Further analysis of TCGA data revealed that tumors with ARID1a mutations exhibited an activation of the immune system, according to gene expression levels of immune markers. Therefore, the researchers investigated the use of checkpoint blockade inhibitors in treating tumors with ARID1a mutations.

Using mouse models of both ovarian and colorectal cancer, the researchers compared the effectiveness of anti-PD-1 therapy in mice with ARID1a-mutant tumors relative to controls with functional ARID1a. Treatment with the checkpoint blockade therapy significantly improved survival in mice with ARID1a mutations, suggesting immunotherapy could be useful for patients with ARID1a-mutant tumors.
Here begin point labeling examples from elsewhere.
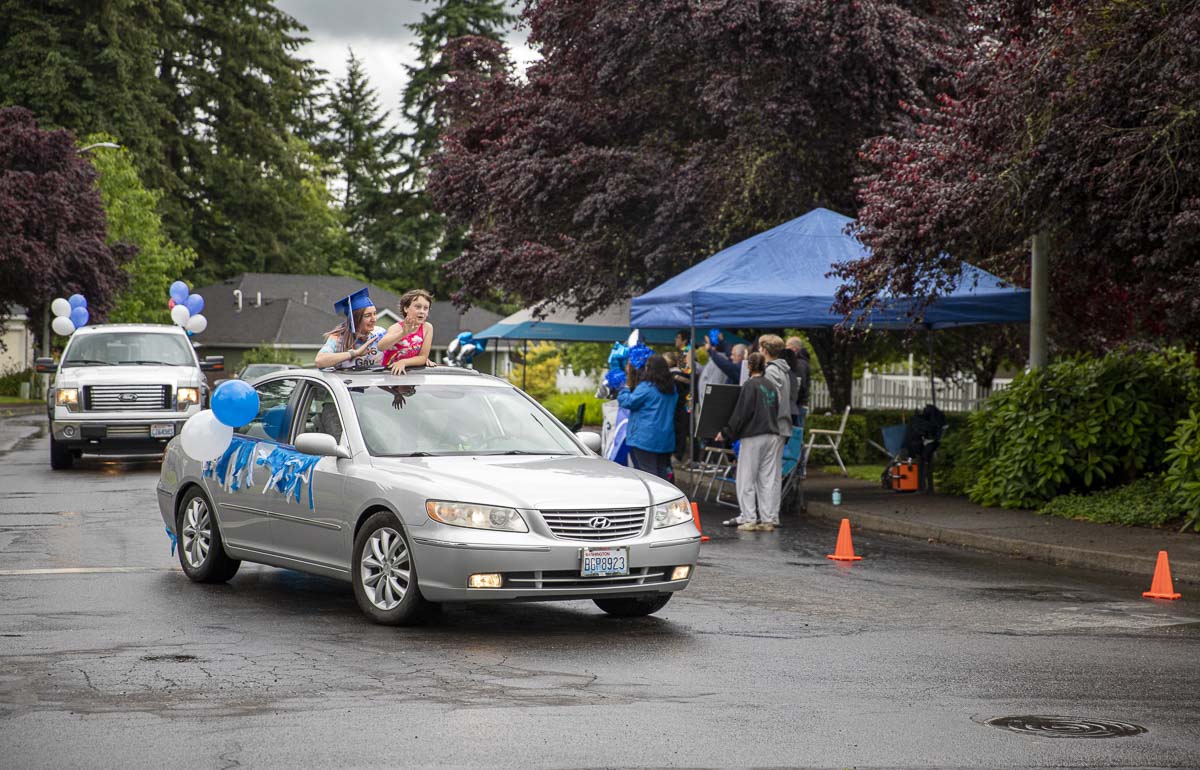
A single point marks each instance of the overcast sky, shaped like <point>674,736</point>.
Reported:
<point>378,34</point>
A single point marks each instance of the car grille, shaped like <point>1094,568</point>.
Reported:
<point>570,578</point>
<point>581,524</point>
<point>126,397</point>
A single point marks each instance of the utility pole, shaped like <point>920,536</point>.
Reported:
<point>1039,299</point>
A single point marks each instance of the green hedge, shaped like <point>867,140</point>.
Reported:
<point>564,405</point>
<point>1078,425</point>
<point>1138,504</point>
<point>10,383</point>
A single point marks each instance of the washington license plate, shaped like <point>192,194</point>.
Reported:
<point>605,561</point>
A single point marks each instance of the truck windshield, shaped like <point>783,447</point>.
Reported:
<point>430,420</point>
<point>129,348</point>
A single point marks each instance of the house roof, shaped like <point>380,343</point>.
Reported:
<point>297,311</point>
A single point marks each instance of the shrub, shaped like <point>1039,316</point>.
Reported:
<point>564,405</point>
<point>1182,480</point>
<point>1078,425</point>
<point>10,383</point>
<point>1138,504</point>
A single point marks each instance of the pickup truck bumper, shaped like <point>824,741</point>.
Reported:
<point>117,435</point>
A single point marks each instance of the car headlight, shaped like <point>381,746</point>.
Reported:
<point>475,516</point>
<point>187,397</point>
<point>671,513</point>
<point>67,397</point>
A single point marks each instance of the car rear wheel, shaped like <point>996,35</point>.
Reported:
<point>633,606</point>
<point>201,551</point>
<point>385,583</point>
<point>60,456</point>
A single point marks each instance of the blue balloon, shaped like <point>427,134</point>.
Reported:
<point>234,403</point>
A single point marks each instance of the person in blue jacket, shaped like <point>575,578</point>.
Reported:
<point>651,404</point>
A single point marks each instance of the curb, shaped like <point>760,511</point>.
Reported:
<point>1181,570</point>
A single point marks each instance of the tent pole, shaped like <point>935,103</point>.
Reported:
<point>693,449</point>
<point>929,344</point>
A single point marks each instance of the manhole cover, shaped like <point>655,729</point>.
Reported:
<point>1067,727</point>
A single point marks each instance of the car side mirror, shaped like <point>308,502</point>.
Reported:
<point>322,445</point>
<point>591,440</point>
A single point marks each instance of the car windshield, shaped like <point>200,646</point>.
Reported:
<point>129,348</point>
<point>425,420</point>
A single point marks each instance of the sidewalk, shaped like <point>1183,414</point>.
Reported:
<point>1018,534</point>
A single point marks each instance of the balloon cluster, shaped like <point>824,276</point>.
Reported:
<point>208,433</point>
<point>185,308</point>
<point>69,314</point>
<point>463,348</point>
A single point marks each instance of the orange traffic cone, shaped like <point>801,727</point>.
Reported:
<point>1161,587</point>
<point>695,517</point>
<point>845,548</point>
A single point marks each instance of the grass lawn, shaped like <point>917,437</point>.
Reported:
<point>863,473</point>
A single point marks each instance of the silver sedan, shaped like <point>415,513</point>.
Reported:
<point>437,485</point>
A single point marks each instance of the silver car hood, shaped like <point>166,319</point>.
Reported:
<point>531,482</point>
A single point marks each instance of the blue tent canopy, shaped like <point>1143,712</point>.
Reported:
<point>778,280</point>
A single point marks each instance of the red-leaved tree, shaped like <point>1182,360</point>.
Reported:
<point>1080,119</point>
<point>52,223</point>
<point>652,134</point>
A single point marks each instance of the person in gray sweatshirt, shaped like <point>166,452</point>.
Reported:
<point>755,425</point>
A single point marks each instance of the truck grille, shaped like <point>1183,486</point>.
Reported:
<point>582,524</point>
<point>126,397</point>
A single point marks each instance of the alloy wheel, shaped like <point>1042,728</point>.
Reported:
<point>385,569</point>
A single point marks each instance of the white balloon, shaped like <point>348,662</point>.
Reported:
<point>204,437</point>
<point>63,326</point>
<point>196,324</point>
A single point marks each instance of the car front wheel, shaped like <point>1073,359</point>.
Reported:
<point>201,551</point>
<point>385,583</point>
<point>633,606</point>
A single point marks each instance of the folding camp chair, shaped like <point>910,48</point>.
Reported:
<point>793,469</point>
<point>829,440</point>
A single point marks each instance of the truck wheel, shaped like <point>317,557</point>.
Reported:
<point>60,456</point>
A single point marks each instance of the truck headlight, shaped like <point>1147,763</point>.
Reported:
<point>671,513</point>
<point>67,397</point>
<point>187,397</point>
<point>475,516</point>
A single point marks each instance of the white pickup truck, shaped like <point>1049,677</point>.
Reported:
<point>123,389</point>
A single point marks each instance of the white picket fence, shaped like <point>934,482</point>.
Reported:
<point>909,392</point>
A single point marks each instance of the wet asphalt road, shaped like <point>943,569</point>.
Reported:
<point>774,656</point>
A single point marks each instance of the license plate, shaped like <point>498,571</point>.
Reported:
<point>605,561</point>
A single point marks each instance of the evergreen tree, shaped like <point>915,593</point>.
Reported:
<point>418,233</point>
<point>364,150</point>
<point>133,220</point>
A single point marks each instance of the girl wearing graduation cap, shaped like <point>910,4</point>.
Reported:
<point>355,342</point>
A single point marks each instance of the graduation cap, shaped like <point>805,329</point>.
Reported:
<point>355,301</point>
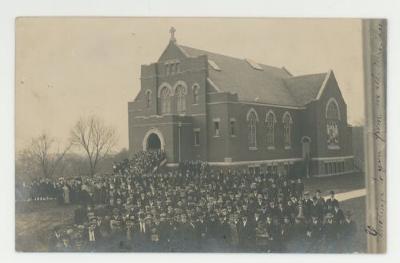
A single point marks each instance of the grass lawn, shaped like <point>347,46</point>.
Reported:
<point>339,183</point>
<point>358,207</point>
<point>35,220</point>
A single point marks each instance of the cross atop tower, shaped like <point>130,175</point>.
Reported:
<point>172,32</point>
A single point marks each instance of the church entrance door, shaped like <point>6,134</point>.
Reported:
<point>153,142</point>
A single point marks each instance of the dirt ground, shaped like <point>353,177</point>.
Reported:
<point>35,220</point>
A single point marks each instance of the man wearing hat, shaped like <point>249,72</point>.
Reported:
<point>246,233</point>
<point>313,235</point>
<point>338,215</point>
<point>330,234</point>
<point>331,202</point>
<point>92,234</point>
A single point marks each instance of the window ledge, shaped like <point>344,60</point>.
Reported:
<point>333,147</point>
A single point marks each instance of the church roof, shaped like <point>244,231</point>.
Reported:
<point>258,82</point>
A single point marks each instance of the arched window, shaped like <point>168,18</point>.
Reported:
<point>148,98</point>
<point>332,115</point>
<point>252,119</point>
<point>180,93</point>
<point>165,100</point>
<point>196,89</point>
<point>270,121</point>
<point>287,130</point>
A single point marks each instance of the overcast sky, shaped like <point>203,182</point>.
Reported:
<point>72,67</point>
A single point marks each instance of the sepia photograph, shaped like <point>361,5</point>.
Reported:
<point>211,135</point>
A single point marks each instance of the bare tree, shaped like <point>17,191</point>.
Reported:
<point>44,155</point>
<point>95,138</point>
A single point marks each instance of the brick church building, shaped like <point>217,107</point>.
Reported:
<point>199,105</point>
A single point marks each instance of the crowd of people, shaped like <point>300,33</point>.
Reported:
<point>194,209</point>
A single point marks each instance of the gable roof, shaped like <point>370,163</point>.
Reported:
<point>305,88</point>
<point>258,82</point>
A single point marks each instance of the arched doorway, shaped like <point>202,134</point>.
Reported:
<point>153,142</point>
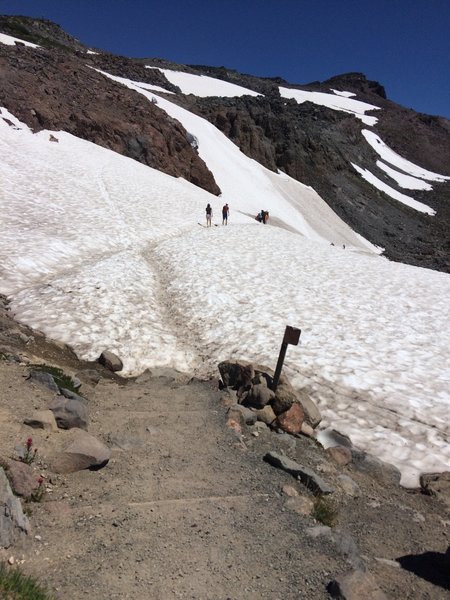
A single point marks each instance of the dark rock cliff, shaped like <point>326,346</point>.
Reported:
<point>56,89</point>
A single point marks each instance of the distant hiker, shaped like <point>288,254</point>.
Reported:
<point>225,213</point>
<point>208,215</point>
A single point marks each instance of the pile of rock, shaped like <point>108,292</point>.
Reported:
<point>67,416</point>
<point>252,399</point>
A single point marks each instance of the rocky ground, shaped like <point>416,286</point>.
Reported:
<point>190,505</point>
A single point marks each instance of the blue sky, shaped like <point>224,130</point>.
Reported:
<point>403,44</point>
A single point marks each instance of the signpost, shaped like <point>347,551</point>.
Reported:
<point>291,336</point>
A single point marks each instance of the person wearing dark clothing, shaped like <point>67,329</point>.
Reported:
<point>208,215</point>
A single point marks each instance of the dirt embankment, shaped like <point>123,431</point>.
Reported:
<point>188,508</point>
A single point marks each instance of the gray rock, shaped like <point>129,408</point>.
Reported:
<point>22,478</point>
<point>304,474</point>
<point>266,415</point>
<point>259,395</point>
<point>110,360</point>
<point>376,468</point>
<point>356,585</point>
<point>44,379</point>
<point>13,523</point>
<point>70,413</point>
<point>350,487</point>
<point>347,546</point>
<point>437,484</point>
<point>71,395</point>
<point>81,451</point>
<point>239,412</point>
<point>42,419</point>
<point>236,374</point>
<point>89,376</point>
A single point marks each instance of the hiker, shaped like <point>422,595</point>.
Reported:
<point>208,215</point>
<point>225,212</point>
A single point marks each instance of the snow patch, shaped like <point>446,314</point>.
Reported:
<point>383,187</point>
<point>396,160</point>
<point>204,86</point>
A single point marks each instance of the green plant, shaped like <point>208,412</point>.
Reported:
<point>39,492</point>
<point>325,511</point>
<point>15,585</point>
<point>61,379</point>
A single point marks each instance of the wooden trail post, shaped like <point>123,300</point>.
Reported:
<point>291,336</point>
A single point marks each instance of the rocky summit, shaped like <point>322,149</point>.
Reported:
<point>61,87</point>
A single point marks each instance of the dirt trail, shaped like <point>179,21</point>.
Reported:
<point>177,512</point>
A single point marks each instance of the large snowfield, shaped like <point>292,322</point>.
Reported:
<point>102,252</point>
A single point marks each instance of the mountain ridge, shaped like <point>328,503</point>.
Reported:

"Our findings link ARID1a mutations to MMR deficiency, thus providing a therapeutic target by immune checkpoint blockade," said Peng. "We hope that our data will contribute to clinical studies testing ARID1a as a new biomarker for checkpoint blockade therapies."

Future work will be necessary to confirm the researchers' findings in clinical patient samples. Peng hopes to initiate clinical studies to investigate the value of ARID1a mutations across cancer types as a predictor of response to checkpoint blockade inhibitors targeting PD-1.